A statement from the Foreign and Commonwealth Office said:

“The UK regrets North Korea’s decision to carry out further short range ballistic missile launches. As we have made clear, we fully support the US in its efforts to achieve North Korea’s denuclearisation through negotiations.

Until North Korea abandons its nuclear and ballistic missile programmes in accordance with the Resolutions passed by the UN Security Council, sanctions must remain in place and be fully enforced.”

Simon Armitage Confirmed as New Poet Laureate

Simon Armitage has been confirmed as the new Poet Laureate, a role he will hold for ten years after succeeding Carol Duffy who has held the role for the last decade. He will be the 21st holder of the role, with John Dryden being the first Poet Laureate who was appointed in 1668 by King Charles II.

Armitage said in a statement:

“It’s a huge honour to be appointed Poet Laureate, one of the great high offices of literature. Over the past two decades the laureateship has become a working role, with previous laureates actively involved in the promotion of poetry and in numerous initiatives to identify and encourage talent, especially within education and among younger writers; I hope to build on the work of my predecessors with energy and enthusiasm.

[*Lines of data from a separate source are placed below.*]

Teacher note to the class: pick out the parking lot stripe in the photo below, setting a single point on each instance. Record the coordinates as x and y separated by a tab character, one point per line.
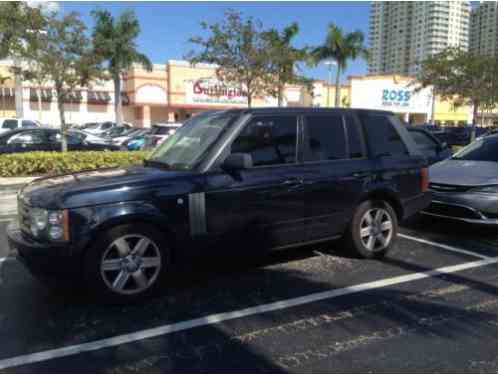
221	317
443	246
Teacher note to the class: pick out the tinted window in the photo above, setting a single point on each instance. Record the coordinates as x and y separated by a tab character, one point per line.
481	150
31	137
269	140
422	139
325	138
355	139
9	124
28	124
382	136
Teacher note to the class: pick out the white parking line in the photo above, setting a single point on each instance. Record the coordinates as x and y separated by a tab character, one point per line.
443	246
218	318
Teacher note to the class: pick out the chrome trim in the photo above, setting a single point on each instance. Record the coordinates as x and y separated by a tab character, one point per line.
197	213
463	206
470	221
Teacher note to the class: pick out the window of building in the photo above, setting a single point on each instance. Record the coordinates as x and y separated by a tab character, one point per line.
269	140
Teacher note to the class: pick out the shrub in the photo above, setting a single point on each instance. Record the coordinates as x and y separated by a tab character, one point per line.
43	163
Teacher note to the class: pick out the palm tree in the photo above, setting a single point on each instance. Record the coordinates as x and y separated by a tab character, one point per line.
340	47
114	42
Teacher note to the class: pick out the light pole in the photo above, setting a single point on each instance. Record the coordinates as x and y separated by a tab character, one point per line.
329	64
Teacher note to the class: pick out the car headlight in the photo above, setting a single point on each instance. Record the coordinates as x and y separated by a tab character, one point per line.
49	223
491	189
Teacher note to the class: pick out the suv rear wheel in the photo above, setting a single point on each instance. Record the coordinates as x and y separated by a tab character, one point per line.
373	229
127	263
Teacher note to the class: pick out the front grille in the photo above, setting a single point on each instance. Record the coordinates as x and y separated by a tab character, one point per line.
443	188
23	216
452	211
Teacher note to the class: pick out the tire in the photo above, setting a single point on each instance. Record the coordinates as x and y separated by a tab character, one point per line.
374	240
126	264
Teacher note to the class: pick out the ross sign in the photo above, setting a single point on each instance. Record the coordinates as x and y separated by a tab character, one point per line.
387	94
212	91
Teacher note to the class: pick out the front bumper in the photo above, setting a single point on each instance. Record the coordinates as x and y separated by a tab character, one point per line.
467	207
43	258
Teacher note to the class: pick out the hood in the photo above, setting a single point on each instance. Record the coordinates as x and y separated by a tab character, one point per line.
102	186
464	173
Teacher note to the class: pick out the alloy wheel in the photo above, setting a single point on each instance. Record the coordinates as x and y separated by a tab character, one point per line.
376	229
131	264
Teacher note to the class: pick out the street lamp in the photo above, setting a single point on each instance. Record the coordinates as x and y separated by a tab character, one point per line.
329	64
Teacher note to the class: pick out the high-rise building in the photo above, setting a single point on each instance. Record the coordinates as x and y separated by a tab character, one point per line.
484	28
403	33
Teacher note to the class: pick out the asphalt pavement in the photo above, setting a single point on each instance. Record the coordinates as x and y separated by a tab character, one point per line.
430	306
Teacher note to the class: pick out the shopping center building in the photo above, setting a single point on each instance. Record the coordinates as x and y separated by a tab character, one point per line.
174	91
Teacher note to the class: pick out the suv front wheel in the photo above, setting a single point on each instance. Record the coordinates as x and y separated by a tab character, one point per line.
127	263
373	229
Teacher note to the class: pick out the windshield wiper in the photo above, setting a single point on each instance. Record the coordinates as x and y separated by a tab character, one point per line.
157	164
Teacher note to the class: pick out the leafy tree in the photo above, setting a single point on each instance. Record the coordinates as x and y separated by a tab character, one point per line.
341	48
114	42
63	55
461	77
283	59
238	48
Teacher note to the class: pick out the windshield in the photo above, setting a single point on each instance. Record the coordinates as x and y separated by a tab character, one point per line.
189	144
479	150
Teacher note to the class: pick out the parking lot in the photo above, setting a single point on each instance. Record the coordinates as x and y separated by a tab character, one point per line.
430	306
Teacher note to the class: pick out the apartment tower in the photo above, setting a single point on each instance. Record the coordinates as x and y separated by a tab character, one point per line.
403	33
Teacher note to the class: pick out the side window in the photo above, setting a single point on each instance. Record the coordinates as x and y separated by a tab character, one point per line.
269	140
28	124
382	136
31	137
9	124
355	139
325	138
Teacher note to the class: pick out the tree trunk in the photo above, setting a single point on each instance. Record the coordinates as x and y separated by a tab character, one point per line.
39	104
118	107
338	86
474	120
60	106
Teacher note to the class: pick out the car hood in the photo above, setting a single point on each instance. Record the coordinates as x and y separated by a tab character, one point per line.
464	173
104	186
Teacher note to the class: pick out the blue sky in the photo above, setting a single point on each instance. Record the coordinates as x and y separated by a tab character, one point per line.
167	26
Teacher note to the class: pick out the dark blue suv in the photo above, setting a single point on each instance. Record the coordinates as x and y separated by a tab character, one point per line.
242	180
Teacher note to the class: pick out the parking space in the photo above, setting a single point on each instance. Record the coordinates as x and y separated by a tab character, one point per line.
308	309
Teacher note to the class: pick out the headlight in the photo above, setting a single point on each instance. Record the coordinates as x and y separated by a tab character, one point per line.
491	189
39	218
51	224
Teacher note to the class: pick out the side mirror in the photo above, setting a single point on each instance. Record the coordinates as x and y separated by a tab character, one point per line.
235	162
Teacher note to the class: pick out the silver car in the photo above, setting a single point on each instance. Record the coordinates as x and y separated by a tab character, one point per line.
465	187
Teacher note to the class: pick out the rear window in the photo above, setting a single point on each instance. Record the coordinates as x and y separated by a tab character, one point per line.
325	138
382	137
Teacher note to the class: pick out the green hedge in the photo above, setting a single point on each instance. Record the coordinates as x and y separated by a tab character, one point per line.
49	163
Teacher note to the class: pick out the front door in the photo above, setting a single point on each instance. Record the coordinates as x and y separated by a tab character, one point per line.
261	205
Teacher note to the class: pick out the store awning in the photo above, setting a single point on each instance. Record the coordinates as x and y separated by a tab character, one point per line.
7	92
46	95
98	97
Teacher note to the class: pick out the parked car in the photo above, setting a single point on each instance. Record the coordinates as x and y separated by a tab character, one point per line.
132	133
465	187
90	138
103	127
159	133
45	139
429	145
237	180
7	123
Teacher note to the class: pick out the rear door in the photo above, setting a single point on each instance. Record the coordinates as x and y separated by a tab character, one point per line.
263	203
334	172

Since the laureateship was first conceived many hundreds of years ago Britain has changed enormously and the position of Poet Laureate has changed accordingly – I want to celebrate and speak on behalf of the variety of voices who contribute to the rich chorus of British poetry from a wide range of personal, literary and cultural experiences, and to help poetry explore its potential in a multi-faceted, multi-vocal and multi-media age.

The poetry of these islands is one of our greatest achievements, and as well as being proud of its traditions I want poetry to feel confident and at home in the contemporary world and to demonstrate that in a hectic and sometimes frenetic age the combination of considered thought and crafted language is more relevant and vital than ever. I hope poets, readers and audiences will support me in my efforts.”

Theresa May, the Prime Minister, said in a statement:

“I’m delighted Simon Armitage has been appointed the UK’s new Poet Laureate. As one of our most popular and respected poets, Simon brings a wealth of expertise and experience to this important role. He is well placed to attract even more people into the literary world, and further enhance our nation’s proud tradition of producing exceptional poetry.

I would also like to thank Dame Carol Ann Duffy for her work over the last decade – championing literature, showcasing other poets’ contributions, and marking significant national moments through her outstanding poetry.”

British Prime Minister and Foreign Secretary Meet with Libyan Prime Minister

Theresa May, the Prime Minister, and Jeremy Hunt, the Foreign Secretary, have today met with Fayez Al-Serraj, the Prime Minister of Libya. There were discussions about the humanitarian situation in Libya and Al-Serraj called for more help with dealing with the ongoing crisis.

Jeremy Hunt said in a statement:

“The UK government shares Prime Minister Serraj’s grave concern at the situation across Libya, where the security and humanitarian situation continues to deteriorate. Recent violence has caused the displacement of thousands of people and blocked emergency aid to casualties, including civilians. It is imperative that all parties respect International Humanitarian Law.

In our discussions today, we called on Prime Minister Serraj to encourage all sides to commit to a ceasefire, secure humanitarian access for those desperately in need and return to UN-led political negotiations. We’ve been clear that there can be no military solution in Libya – diplomacy is the only way to bring this bloodshed and uncertainty to a close.”

Independent Parliamentary Standards Authority Admits Withholding Information

The Independent Parliamentary Standards Authority (IPSA) has admitted that it has sought to withhold information from the public for fear of embarrassing MPs. The Daily Telegraph used the legal system to force IPSA to release the information in a move which is expected to undermine trust in the organisation which was set up to open up the expenses system.

IPSA deliberately withheld the information that hundreds of MPs have had credit cards suspended, including members of the Cabinet and Shadow Cabinet.